In this tutorial, you're going to learn about stem-and-leaf plots. Sounds like a funny name, but they actually serve a really good purpose, and they're very versatile, too. Many quantitative data sets can be displayed in stem-and-leaf plots, and this is one of them. These are the 50 states in the United States, and these numbers are the percent of the public-- sorry. Percent of college students that are enrolled in public colleges. So in this state, 95% of its college students are in public schools. Whereas in this state, only 52% are.
To create a stem-and-leaf plot, we're going to first decide on a natural classification. Here, 10 seems like an obvious choice. Those are going to be our bins. We should also make a choice for our bins based on some digit. In this case, we'll go by the tens digit. If they were hundreds, maybe we'd go by the hundreds digit, but we could still go by the tens if we wanted to.
So what we're going to do is we're going to create quote, unquote stems. These are going to be the stems based on the bins we selected. The 9 means that this is going to be a state with 90 or something in the 90s percent of their students at public school, as opposed to this one, where it's some number in the 80s. We'll write them in order, least to greatest or greatest to least, up or down the page-- it doesn't really matter-- to the left of some vertical line.
Next, we're going to list the values by their ones digit ascending away from those stems.
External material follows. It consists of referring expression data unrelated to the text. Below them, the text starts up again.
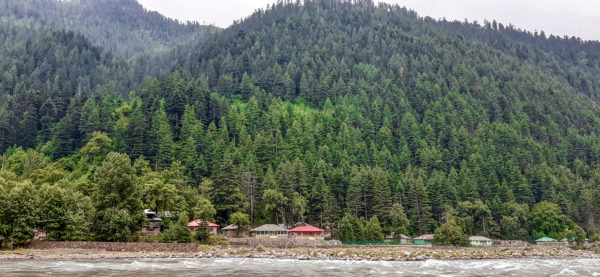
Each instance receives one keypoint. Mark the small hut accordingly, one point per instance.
(212, 227)
(480, 241)
(231, 231)
(306, 232)
(426, 239)
(152, 224)
(269, 230)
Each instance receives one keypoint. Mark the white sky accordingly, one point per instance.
(571, 17)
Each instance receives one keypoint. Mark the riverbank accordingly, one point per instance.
(306, 253)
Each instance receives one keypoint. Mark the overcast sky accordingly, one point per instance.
(560, 17)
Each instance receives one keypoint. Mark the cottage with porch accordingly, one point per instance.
(426, 239)
(398, 238)
(231, 231)
(212, 227)
(269, 230)
(306, 232)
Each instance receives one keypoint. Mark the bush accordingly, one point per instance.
(450, 233)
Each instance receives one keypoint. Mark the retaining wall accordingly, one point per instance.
(115, 246)
(284, 242)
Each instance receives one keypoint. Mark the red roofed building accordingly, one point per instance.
(212, 227)
(305, 232)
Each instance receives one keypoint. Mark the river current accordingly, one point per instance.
(270, 267)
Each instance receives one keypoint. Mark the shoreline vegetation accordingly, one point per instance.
(352, 253)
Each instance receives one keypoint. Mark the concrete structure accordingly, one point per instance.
(547, 241)
(152, 224)
(212, 227)
(306, 232)
(480, 241)
(269, 230)
(231, 231)
(426, 239)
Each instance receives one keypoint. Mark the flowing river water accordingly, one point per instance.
(271, 267)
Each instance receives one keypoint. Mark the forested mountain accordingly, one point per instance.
(122, 27)
(335, 113)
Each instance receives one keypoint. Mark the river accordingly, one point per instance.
(270, 267)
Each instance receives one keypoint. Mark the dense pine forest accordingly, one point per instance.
(358, 118)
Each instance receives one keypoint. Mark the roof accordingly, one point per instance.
(148, 211)
(306, 229)
(269, 228)
(230, 227)
(197, 223)
(479, 238)
(425, 237)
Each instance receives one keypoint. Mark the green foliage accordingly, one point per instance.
(202, 232)
(450, 233)
(117, 198)
(369, 111)
(204, 210)
(373, 230)
(241, 220)
(547, 220)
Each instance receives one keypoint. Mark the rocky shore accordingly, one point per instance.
(303, 253)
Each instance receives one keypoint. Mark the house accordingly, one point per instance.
(397, 238)
(426, 239)
(547, 241)
(306, 232)
(212, 227)
(269, 230)
(152, 224)
(480, 241)
(231, 231)
(40, 234)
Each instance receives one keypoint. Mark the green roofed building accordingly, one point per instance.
(480, 241)
(424, 239)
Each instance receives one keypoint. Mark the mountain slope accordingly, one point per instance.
(333, 111)
(122, 27)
And those are going to be considered the leaves. When it's done, it will look like this. This means that 43% of the students in one state were at a public school. This means that in a state, there was 52. There was also 55. And 55. And 56. All of these numbers are from the 50s. All of these are from the 60s. All of these are from the 70s.
And notice, if a value appears more than once, we list it more than once. 80 appears three times, and so we list it, three 0s here. Notice, these numbers are ascending away from the stem.
Also notice that the 80s have more than any other-- any other grouping. In fact, they have more than twice as much as any other single grouping. This just sort of looks a little strange. And I wonder if there's anything we can do about that. As it turns out, there is, and we'll get to it in a minute.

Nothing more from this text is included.